Title: Just Say 'NI'(It, Myself and I Series 3)
By: Chen
Feedback: Do I have to ask?
Disclaimers: All things Buffy belong to ME (Grr! Argh!) and not to me.
A/N: Playing around with the whole getting a soul in Africa thing before it actually happened. So bear with me.
For all the blocked BtVS fan fic writers out there. I feel your pain.
-x-
Demon? Yes, the creature he had traveled half around the globe to meet and had finally found inside the thatched hut in the middle of nowhere, was unquestionably a demon. Spike had never seen one of that particular kind before though and didn't like doing business of such importance with this unknown quantity.
The demon towered over Spike at seven feet tall with a green body that faded into a pale, alabaster face. The thorns covering his arms and chest added to the demon's singularity, making him look like a white rose.
A deformed and ugly white rose demon is my only hope, Spike thought bitterly.
"What is the airspeed velocity of an African swallow?"
Spike was startled out of his reverie and looked stunned for a moment only to get pissed once the question had been processed. "Are you joking?"
"What ever happened to the vampires that say 'ni'?" The absurdity of the situation was doubled when the demon shook his head showing his clear disappointment. "Oh well, not a Python fan I gather."
Powerful Demon or not this thing was starting to wear thin his patience. "Is that the challenge?"
"No, of course not. I was just trying for some humor. It isn't quite often that I get an English visitor, or any visitors for that matter." His tone was almost accusatory, "But it seems it's all business with you. What a pity." He sighed, "Have it your way then."
Conjuring an impressively long scroll out of thin air the massive Demon took his time reading over the documents. "Let's see, this contract states that you will undertake whatever challenge of my choosing and if successful I will be obliged to..." He looked up at the vampire. "What was your request?"
Spike had phrased the request very carefully, abiding to the numerous rules the demon had presented him. "To make me whole again."
"Yes, yes.
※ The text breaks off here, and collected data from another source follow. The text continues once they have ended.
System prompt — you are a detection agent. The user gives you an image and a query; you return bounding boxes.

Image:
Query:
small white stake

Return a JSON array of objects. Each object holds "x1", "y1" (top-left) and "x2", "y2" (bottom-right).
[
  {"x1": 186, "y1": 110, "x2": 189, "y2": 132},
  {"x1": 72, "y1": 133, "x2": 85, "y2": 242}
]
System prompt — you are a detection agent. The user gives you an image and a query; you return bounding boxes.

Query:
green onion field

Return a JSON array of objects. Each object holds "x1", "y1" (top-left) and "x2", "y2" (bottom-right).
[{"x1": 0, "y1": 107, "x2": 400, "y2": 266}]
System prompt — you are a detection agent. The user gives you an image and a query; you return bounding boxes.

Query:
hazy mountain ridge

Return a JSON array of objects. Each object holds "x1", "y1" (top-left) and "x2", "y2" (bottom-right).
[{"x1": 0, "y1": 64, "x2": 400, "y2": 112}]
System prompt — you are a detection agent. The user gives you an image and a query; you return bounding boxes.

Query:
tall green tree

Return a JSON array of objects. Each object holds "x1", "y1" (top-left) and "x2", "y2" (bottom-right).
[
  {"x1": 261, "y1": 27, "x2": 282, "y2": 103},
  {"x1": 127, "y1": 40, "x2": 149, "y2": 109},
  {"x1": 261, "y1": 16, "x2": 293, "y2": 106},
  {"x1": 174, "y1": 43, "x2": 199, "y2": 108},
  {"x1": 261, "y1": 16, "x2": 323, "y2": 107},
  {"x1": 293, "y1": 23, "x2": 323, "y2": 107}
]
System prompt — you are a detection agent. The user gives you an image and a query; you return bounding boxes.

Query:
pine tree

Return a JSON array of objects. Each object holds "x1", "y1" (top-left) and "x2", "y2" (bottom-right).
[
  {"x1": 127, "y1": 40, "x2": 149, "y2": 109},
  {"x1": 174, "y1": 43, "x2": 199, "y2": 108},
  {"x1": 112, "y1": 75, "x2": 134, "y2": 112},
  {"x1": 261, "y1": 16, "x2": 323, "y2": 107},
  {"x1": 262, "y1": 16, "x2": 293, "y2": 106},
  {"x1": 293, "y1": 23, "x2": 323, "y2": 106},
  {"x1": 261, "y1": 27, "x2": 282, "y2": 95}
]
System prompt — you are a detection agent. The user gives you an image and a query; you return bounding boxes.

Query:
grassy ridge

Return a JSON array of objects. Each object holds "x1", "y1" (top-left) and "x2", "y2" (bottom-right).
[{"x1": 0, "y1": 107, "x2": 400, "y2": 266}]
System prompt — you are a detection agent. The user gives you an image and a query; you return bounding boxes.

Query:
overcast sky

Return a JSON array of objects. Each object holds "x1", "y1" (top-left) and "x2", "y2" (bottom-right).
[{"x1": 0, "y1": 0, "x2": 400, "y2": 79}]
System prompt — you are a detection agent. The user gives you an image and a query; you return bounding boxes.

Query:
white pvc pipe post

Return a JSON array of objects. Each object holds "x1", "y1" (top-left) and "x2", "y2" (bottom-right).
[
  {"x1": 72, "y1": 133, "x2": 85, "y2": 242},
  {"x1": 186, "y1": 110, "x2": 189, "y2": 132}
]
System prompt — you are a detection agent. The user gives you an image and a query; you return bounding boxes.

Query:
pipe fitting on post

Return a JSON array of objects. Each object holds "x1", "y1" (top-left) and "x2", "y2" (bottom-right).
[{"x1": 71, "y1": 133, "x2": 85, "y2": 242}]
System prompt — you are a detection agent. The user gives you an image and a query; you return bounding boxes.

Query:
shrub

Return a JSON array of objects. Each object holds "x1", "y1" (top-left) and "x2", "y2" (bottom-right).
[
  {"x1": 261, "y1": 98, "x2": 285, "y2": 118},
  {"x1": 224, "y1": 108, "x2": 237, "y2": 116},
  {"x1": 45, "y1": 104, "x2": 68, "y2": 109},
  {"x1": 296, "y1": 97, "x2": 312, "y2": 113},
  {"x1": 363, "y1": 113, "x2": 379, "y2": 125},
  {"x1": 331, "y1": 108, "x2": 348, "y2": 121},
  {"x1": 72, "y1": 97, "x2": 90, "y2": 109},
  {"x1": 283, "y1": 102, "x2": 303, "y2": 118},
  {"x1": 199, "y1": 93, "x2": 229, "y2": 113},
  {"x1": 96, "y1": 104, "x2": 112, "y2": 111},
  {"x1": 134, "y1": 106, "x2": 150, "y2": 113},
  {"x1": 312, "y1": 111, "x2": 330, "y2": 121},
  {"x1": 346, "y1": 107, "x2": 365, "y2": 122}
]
Very nicely put I have to say. Not everybody manages to come up with the right request. Yes... You do understand that if you are unsuccessful you will be immediately terminated?" Spike nodded impatiently. "Well then, do you accept the challenge?"
"No, I came to Africa for the scenery. Of course I do!"
The acridity of the comment was lost on the demon as he had resumed reviewing the finer points of the contract after adding Spike's request to the proper clause. When he seemed satisfied, the scroll was ceremoniously handed to Spike who held his hand out for a pen to sign it with.
"You are not going to read it first?" The concept that Spike was ready to sign without reading the contract first seemed to fill the Demon with horror. "You should never sign a contract of this magnitude, or any other for that matter, without reading what it entails!"
"Not like I have a choice there. You *do* have the monopoly on this, er, kind of service." With that Spike took the pen and signed on the dotted line with a flourish.
Might be the last thing I do, he thought to himself.
The Demon checked the signature and eyed the blond vampire with amusement. Drawing himself to his full height he addressed Spike in what was now an impressive baritone voice, "The challenge has been accepted. Let it begin."
Next thing he knew, Spike stood in the middle of what looked like a deserted Roman arena. Feeling a weight in his hand he raised it to find in it a sword. The sword itself was a thing of beauty and elegance. He swung it around trying to get a feel for its weight and balance – yes it would do.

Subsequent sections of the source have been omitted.